José Mora, another researcher on the project, emphasized that this type of exercise is entirely transferable to school settings. Schools already have the space and the time; what's needed is the commitment. Ortega's closing observation points toward policy: if Spain increased daily physical education from its current level to one hour per day—five hours per week, as some European countries already do—the gains could extend across the entire student population. Better physical health, better mental health, and as this study demonstrates, better intelligence and academic outcomes. The research was recently presented at the European Congress of Sports Science in Seville, the continent's largest gathering of sports science researchers.

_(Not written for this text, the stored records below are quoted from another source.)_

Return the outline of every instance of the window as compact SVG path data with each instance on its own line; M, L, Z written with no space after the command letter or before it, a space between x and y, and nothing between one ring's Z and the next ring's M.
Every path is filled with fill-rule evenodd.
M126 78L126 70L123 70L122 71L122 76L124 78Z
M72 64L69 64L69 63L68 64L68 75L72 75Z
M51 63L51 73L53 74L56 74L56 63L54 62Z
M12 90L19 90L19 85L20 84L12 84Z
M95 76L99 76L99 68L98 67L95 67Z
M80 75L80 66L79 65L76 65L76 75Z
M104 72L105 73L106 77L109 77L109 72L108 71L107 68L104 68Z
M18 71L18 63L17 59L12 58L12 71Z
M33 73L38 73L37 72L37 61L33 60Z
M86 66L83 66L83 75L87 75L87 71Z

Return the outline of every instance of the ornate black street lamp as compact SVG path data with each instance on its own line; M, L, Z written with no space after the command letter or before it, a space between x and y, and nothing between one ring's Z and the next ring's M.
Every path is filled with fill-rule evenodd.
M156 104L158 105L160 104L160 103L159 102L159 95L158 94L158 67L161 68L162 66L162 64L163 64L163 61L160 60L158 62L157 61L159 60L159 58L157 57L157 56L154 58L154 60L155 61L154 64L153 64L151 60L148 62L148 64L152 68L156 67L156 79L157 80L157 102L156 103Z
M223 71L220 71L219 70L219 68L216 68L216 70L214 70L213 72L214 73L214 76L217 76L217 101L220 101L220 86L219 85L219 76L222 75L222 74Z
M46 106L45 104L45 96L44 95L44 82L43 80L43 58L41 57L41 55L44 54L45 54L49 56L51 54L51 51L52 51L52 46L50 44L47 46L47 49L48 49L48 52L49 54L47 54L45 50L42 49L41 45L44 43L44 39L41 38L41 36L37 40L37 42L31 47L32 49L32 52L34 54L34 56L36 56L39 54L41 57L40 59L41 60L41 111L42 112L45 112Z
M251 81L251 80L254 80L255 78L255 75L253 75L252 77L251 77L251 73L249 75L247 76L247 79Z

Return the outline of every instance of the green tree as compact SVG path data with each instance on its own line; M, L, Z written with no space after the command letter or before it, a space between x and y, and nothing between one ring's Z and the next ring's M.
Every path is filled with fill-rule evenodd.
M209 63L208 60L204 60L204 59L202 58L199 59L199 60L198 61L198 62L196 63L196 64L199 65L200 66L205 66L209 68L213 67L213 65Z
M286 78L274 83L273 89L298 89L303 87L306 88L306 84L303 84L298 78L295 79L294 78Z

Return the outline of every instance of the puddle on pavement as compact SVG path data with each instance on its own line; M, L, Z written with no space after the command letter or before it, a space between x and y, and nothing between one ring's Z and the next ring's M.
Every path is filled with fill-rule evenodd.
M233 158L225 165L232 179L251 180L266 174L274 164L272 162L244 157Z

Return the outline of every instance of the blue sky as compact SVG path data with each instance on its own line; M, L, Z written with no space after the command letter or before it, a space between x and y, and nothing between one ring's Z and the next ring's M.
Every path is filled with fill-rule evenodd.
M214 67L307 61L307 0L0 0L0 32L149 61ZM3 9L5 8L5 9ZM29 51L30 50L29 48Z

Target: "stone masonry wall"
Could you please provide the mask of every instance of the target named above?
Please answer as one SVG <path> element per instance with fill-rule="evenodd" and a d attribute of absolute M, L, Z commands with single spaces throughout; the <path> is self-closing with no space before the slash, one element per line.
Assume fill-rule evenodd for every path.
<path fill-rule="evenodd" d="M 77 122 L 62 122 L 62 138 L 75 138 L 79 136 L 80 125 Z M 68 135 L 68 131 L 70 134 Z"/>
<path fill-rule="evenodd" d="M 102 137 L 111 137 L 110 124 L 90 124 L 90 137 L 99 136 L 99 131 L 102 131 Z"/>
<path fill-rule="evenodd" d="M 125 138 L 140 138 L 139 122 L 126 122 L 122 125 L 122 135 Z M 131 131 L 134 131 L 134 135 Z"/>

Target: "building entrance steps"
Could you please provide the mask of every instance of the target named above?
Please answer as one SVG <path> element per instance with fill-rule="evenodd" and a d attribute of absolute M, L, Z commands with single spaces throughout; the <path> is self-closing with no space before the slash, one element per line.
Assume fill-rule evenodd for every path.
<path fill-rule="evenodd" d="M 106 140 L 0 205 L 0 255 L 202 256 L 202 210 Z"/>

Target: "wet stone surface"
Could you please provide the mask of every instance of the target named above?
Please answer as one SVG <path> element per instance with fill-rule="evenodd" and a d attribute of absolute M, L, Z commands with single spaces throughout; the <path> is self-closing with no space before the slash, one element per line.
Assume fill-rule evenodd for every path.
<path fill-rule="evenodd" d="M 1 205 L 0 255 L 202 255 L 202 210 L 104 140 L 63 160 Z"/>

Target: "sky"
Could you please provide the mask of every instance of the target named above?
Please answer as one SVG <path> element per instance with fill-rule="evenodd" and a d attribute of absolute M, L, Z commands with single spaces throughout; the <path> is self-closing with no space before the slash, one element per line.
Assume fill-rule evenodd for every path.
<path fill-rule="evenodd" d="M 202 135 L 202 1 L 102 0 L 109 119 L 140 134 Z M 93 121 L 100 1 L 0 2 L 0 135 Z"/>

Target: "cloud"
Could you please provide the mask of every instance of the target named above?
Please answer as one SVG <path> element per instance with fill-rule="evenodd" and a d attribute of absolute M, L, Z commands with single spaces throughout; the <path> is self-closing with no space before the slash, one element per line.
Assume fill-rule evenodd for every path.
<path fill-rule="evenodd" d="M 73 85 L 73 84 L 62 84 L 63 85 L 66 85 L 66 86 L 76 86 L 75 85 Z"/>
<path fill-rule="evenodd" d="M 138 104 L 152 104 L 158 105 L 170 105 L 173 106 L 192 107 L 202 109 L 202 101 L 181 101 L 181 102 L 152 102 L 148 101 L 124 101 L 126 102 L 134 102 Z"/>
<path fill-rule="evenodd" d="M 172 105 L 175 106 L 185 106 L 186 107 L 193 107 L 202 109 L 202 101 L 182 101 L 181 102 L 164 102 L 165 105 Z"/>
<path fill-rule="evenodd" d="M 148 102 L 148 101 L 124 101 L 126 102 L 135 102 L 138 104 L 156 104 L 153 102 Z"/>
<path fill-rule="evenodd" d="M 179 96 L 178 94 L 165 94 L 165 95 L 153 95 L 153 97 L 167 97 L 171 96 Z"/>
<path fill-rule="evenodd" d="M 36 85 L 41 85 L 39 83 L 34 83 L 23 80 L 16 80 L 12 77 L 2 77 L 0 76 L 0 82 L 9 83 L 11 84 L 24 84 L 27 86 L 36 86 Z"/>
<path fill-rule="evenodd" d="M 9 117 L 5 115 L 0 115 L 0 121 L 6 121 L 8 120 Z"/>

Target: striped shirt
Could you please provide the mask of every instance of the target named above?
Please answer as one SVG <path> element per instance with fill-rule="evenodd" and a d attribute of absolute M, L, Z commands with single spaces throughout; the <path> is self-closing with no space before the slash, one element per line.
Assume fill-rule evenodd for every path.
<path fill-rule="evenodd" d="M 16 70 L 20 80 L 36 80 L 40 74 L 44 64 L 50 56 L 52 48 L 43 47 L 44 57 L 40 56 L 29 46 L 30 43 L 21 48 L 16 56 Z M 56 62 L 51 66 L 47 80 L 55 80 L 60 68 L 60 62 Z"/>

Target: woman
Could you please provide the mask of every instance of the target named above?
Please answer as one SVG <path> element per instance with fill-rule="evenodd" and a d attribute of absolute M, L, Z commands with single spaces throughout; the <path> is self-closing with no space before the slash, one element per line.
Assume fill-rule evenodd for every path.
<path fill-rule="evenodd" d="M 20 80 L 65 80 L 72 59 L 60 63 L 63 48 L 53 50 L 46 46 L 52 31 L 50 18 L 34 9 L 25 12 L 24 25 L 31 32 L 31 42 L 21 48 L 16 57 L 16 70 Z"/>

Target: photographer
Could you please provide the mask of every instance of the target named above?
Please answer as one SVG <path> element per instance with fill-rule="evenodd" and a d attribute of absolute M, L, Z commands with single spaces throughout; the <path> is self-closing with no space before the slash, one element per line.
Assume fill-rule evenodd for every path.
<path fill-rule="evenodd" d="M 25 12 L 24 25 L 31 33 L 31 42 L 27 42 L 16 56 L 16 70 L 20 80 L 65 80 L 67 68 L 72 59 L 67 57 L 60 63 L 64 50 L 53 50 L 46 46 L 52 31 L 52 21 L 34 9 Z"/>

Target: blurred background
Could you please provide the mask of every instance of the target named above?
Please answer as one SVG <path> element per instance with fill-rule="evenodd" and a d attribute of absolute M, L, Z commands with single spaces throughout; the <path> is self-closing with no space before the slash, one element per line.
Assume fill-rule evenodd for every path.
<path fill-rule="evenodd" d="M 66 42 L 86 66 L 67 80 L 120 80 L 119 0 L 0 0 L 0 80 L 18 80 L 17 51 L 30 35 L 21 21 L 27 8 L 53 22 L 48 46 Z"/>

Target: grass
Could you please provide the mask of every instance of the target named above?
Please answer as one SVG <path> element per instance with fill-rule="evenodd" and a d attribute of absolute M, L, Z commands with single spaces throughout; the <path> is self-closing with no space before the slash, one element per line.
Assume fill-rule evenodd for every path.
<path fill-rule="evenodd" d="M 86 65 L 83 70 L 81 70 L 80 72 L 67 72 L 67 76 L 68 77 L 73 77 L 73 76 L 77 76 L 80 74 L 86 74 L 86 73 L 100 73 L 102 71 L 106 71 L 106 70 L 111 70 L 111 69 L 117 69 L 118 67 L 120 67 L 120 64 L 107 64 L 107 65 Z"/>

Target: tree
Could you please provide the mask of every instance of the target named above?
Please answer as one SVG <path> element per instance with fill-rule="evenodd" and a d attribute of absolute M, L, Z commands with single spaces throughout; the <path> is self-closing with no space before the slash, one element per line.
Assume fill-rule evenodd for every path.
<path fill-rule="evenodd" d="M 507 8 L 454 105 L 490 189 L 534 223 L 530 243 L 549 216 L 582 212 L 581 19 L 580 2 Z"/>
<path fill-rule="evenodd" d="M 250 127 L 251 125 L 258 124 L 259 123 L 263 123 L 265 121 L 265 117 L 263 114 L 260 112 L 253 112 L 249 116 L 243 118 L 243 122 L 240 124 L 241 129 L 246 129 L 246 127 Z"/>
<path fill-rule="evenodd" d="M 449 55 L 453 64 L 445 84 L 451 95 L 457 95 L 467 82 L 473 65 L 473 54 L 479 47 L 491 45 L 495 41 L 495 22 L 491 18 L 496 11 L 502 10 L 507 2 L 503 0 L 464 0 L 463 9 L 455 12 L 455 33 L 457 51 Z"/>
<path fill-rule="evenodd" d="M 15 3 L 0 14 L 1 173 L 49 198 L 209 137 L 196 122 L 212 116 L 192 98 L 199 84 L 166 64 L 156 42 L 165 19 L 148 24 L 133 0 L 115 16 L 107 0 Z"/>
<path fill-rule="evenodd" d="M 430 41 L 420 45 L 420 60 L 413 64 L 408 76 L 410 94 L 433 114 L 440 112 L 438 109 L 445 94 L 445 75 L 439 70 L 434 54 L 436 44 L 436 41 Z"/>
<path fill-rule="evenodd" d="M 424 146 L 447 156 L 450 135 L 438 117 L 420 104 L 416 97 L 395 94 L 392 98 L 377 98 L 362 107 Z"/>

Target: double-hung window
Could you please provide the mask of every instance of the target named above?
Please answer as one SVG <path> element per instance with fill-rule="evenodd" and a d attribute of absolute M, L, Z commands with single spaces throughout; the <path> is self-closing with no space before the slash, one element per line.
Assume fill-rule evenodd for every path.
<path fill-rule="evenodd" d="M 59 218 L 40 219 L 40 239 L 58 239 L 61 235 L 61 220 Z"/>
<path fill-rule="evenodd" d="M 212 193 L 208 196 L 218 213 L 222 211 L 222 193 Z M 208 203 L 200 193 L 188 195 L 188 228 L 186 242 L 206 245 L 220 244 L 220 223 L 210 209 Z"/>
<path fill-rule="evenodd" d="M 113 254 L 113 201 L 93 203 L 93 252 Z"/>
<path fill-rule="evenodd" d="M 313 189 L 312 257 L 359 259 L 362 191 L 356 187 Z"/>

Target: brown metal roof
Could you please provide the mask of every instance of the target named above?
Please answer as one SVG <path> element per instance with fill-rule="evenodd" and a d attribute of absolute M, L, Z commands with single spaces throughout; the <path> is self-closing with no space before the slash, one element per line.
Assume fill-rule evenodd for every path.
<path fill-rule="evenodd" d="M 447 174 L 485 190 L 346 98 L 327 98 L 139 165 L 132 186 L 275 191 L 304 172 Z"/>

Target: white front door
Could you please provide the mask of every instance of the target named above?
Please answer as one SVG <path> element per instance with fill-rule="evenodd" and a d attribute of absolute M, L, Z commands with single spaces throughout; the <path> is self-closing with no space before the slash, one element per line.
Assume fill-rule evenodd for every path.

If your children aren't performing well academically, don't punish them by restricting play or removing them from sports—do the opposite.
— Francisco Ortega, lead researcher, University of Granada
Exercise is an effective tool to counteract the negative effects of obesity on cognitive and academic function.
— José Mora, University of Granada
La Conversación del Hearth Otra perspectiva de la historia
Inventor

Why does exercise specifically improve intelligence rather than just general health?

Model

The study measured crystallized intelligence—the knowledge and vocabulary you accumulate through learning. When children exercise regularly, blood flow to the brain increases, and that appears to strengthen the neural pathways involved in memory and language acquisition. It's not that exercise makes kids smarter in some abstract sense; it's that their brains are better positioned to absorb and retain what they're learning in school.

Inventor

The study focused on overweight children. Does this mean exercise only helps kids who are already struggling with weight?

Model

The study population was overweight or obese, yes, but the researchers believe the benefits would apply broadly. What they're really showing is that exercise counteracts the cognitive damage obesity causes. A child without weight issues might see different baseline improvements, but the mechanism—exercise enhancing brain function—should be universal.

Inventor

Four and a half hours of exercise per week seems like a lot. Is that realistic for most families?

Model

That's the actual program they tested. But the WHO recommendation is 60 minutes daily, which is one hour a day. Most of that could happen at school during PE class. The real barrier isn't time; it's that many schools have cut PE to make room for academics. The irony is that cutting exercise to improve grades may actually harm grades.

Inventor

What about the cognitive flexibility piece? That seems almost more important than raw intelligence.

Model

It might be. Crystallized intelligence is about what you know. Cognitive flexibility is about how you think—your ability to switch between problems, adapt to new information, see connections. In a changing world, that's arguably more valuable than memorized facts. The study showed exercise strengthens that capacity measurably.

Inventor

The researcher said not to punish poor grades by removing sports. But what if a child genuinely needs more study time?

Model

The point isn't that study time doesn't matter. It's that the traditional punishment—no sports, no play—may be counterproductive. A child studying for six hours without physical activity may retain less than a child who studies four hours and exercises two. The brain needs both.